Oman plans Saudi road link through world’s largest desert

The Empty Quarter is the worlds largest uninterrupted sand mass


Oman is preparing to open a new road that will cut journey times to Saudi Arabia in half by passing through the world’s largest desert.

The implementation support and follow-up unit of government diversification programme Tanfeedh is spearheading the project as part of 16 initiatives in the logistics sector.

It will cut the current quickest route between Oman and Saudi Arabia, spanning 1,638km via the UAE, in half with a total length of 680km.

So far more than 130 million cubic metres of sand have been removed to prepare for the opening, according to a Tanfeedh report released last week.

Among the works are a road leading to Saudi Arabia via the city of Ibri.

This will journey through oilfields before reaching the Empty Quarter, the world’s largest uninterrupted sand mass, where the border with Saudi Arabia is located.

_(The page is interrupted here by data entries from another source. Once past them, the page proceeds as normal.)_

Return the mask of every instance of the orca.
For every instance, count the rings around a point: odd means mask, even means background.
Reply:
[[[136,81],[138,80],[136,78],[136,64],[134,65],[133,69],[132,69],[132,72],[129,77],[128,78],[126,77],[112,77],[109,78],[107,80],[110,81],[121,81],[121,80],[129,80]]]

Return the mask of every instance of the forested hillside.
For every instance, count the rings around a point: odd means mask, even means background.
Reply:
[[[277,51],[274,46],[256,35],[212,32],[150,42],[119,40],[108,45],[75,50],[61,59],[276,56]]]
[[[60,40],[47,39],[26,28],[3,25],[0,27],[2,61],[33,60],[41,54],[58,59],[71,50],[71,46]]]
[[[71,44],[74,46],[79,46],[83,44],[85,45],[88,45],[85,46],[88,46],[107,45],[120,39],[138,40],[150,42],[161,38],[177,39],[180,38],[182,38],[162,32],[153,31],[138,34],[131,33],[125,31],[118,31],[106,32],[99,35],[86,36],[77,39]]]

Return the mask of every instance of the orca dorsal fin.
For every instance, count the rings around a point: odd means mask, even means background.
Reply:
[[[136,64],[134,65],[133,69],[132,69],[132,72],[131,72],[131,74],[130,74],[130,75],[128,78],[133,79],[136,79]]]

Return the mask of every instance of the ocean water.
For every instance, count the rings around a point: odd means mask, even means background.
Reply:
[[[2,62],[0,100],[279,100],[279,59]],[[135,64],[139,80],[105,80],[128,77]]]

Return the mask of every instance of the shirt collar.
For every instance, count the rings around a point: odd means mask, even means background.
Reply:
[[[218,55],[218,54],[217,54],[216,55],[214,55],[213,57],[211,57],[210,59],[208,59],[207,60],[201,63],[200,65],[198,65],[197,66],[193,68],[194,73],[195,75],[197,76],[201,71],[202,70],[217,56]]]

Improvements are also planned to make a 52km road between Hafeet and Wadi Saa into a dual carriageway and to build a 45km bypass road next to Ibri, for which a design tender has been awarded to a consultant.

“The opening of the road connecting the Sultanate to Saudi Arabia will contribute to the enhancement of social ties and economic activities between the two countries,” the report text reads, according to Times of Oman.

“It will also facilitate the flow of commercial and investment activities between the two countries and strengthen the sultanate’s position as a regional trading centre.”

The implementation unit said it was working with stakeholders to speed up the opening, although no specific date has been given.

The current road journey from Oman to Saudi Arabia via the UAE takes 16 to 18 hours.

Oman had been planning to implement a rail connection to Saudi Arabia via the UAE as part of a long-proposed Gulf Cooperation Council rail network.

However, the sultanate put the plans on hold when UAE operator Etihad Rail suspended the tender process for the second phase of its network that would have connected with the Saudi and Oman borders in January 2016.

Read: GCC rail network pushed back to 2021

Oman’s Minister of transport and communications Mohammed Al-Futtaisi told the sultanate’s Shoura Council in February that the GCC network was “proceeding at a slow pace” and the country’s commitment depended on the “readiness of the GCC countries”.

Read: UAE says GCC rail network to operate from 2021 despite regional rift

This prompted Oman Rail to turn its focus to internal projects like linking key ports and mines.